15 thoughts on “The Dreams That Connect MLK and SF

  1. I can remember being surprised as a kid, seeing a VERY old back issue of FANTASY AND SCIENCE FICTION MAGAZINE. (Well, very old to ME. 😉

    Figure, circa early 1960s (perhaps one of the GLORY ROAD issues).

    On the back cover were a few small photos of well known and/or distinguished Americans, with their endorsements of the publication.

    And there was the great Louis Armstrong, “talking” about his love for the periodical.

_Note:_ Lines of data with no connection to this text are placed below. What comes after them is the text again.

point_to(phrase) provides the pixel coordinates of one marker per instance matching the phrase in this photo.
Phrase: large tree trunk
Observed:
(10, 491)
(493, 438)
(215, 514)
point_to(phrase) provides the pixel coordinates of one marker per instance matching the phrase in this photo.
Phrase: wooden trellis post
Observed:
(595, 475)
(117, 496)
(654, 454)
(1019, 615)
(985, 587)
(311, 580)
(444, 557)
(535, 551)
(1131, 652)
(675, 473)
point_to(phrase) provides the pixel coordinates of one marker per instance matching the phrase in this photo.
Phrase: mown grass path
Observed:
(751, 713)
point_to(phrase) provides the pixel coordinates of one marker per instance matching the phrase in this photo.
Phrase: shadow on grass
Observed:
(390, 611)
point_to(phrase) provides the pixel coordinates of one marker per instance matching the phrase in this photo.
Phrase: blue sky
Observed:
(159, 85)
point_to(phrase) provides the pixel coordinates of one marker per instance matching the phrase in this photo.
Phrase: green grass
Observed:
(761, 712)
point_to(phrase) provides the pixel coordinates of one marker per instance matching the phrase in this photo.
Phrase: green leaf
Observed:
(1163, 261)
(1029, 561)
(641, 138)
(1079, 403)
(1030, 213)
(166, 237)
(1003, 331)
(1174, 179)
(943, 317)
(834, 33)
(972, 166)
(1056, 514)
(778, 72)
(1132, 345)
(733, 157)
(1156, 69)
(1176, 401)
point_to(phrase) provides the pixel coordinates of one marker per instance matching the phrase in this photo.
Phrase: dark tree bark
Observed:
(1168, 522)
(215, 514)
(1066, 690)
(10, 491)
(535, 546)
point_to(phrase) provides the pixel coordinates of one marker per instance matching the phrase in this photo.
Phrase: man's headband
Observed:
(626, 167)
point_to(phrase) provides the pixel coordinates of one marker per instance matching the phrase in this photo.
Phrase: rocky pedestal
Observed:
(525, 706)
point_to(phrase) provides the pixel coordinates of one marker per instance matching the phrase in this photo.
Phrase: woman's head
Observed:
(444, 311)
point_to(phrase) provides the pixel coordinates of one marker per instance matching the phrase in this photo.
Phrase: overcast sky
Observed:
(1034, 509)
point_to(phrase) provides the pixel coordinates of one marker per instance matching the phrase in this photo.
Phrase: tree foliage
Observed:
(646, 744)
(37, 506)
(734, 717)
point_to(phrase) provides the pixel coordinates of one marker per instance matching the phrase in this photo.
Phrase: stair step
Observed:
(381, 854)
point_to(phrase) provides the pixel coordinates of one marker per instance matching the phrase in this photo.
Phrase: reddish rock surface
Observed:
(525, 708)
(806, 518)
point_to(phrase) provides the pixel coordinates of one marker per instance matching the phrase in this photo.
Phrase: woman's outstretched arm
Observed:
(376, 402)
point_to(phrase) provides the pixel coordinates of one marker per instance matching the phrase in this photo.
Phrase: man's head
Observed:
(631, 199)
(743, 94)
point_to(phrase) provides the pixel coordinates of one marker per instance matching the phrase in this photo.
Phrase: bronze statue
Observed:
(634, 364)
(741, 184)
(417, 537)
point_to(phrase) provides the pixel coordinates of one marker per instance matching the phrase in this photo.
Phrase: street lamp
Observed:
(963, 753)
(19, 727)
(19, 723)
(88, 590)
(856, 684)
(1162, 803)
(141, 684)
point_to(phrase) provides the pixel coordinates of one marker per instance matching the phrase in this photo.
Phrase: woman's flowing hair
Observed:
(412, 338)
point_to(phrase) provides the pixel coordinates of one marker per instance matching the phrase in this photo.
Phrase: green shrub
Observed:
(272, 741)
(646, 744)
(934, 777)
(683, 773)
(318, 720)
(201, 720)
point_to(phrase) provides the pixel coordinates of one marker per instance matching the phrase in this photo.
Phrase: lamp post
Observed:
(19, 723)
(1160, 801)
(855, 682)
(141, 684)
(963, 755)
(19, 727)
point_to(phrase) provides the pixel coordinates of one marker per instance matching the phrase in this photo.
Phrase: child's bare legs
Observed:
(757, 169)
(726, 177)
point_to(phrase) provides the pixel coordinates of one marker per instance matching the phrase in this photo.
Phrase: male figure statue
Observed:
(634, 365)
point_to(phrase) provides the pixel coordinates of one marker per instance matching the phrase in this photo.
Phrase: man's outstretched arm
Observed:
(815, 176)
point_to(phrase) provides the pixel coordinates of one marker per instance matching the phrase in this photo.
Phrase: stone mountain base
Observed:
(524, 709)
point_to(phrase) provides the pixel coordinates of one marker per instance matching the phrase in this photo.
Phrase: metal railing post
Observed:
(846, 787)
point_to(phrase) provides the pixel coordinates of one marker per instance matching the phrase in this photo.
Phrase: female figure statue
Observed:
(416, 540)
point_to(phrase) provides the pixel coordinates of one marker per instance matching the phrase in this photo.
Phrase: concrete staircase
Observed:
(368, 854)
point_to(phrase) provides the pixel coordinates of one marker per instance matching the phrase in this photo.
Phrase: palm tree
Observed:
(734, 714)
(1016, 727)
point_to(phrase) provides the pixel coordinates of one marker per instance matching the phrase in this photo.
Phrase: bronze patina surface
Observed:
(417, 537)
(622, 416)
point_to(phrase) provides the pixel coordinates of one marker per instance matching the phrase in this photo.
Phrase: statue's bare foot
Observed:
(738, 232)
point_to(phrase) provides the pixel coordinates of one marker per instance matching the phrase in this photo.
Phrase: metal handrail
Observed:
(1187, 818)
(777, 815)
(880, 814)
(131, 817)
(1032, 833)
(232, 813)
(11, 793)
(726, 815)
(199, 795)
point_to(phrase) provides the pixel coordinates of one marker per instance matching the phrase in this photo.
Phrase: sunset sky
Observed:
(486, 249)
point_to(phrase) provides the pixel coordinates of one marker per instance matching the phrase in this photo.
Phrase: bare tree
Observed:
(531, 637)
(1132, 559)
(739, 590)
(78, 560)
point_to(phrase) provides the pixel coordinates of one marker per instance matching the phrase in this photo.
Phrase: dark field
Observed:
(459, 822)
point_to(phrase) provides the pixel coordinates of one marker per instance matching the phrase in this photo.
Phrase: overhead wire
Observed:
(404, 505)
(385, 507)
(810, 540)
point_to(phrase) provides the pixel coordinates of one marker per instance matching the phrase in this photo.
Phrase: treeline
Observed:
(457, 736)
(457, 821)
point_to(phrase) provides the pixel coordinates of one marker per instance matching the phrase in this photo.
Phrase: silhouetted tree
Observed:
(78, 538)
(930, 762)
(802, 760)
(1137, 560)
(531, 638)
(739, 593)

    I mentioned it to my Dad, who had been a science fiction fan going back to the 1930s, and he said he’d be surprised if more black people weren’t science fiction fans–

    For its promise of much of what you talk about here–

    And the possibility of a benevolent Heinleinesque future, which would exist as meritocracies, and with love.

  2. Given the school’s long association with Jack Williamson, it’s not surprising that people at Eastern New Mexico University would be used to thinking about science fiction.

    Sam Moskowitz once observed that science fiction magazines sold well on Harlem newsstands back in the 1930s. This would not have surprised Jim Burns’s father.

  3. Thank you, Will R., for the timely and interesting article.

    Paul Di Filippo saw that ad with the quote from Louis Armstrong, and built an alternate history out of it…

    Jazztopia, what a wonderful world. Except for the horrible parts.

  4. @ Lois Tilton
    Yep! Although Williamson was born in AZ, he grew up in NM and was professor at ENMSU from 1960 to 1977. A great New Mexican!
    And, em, GRRM, Harry O Morris, Walter Jon Williams, etc…. All in NM!
    I just re-read “Darker Than You Think,”. Brilliant!
    Disclosure: I graduated from Albuq High, Go Bulldogs!

  5. Actually, Williamson was born in the Arizona Territory. The family moved to New Mexico in a covered wagon.

    The 2003 WFC honored his 75 years of professional writing. His career spanned 8 decades.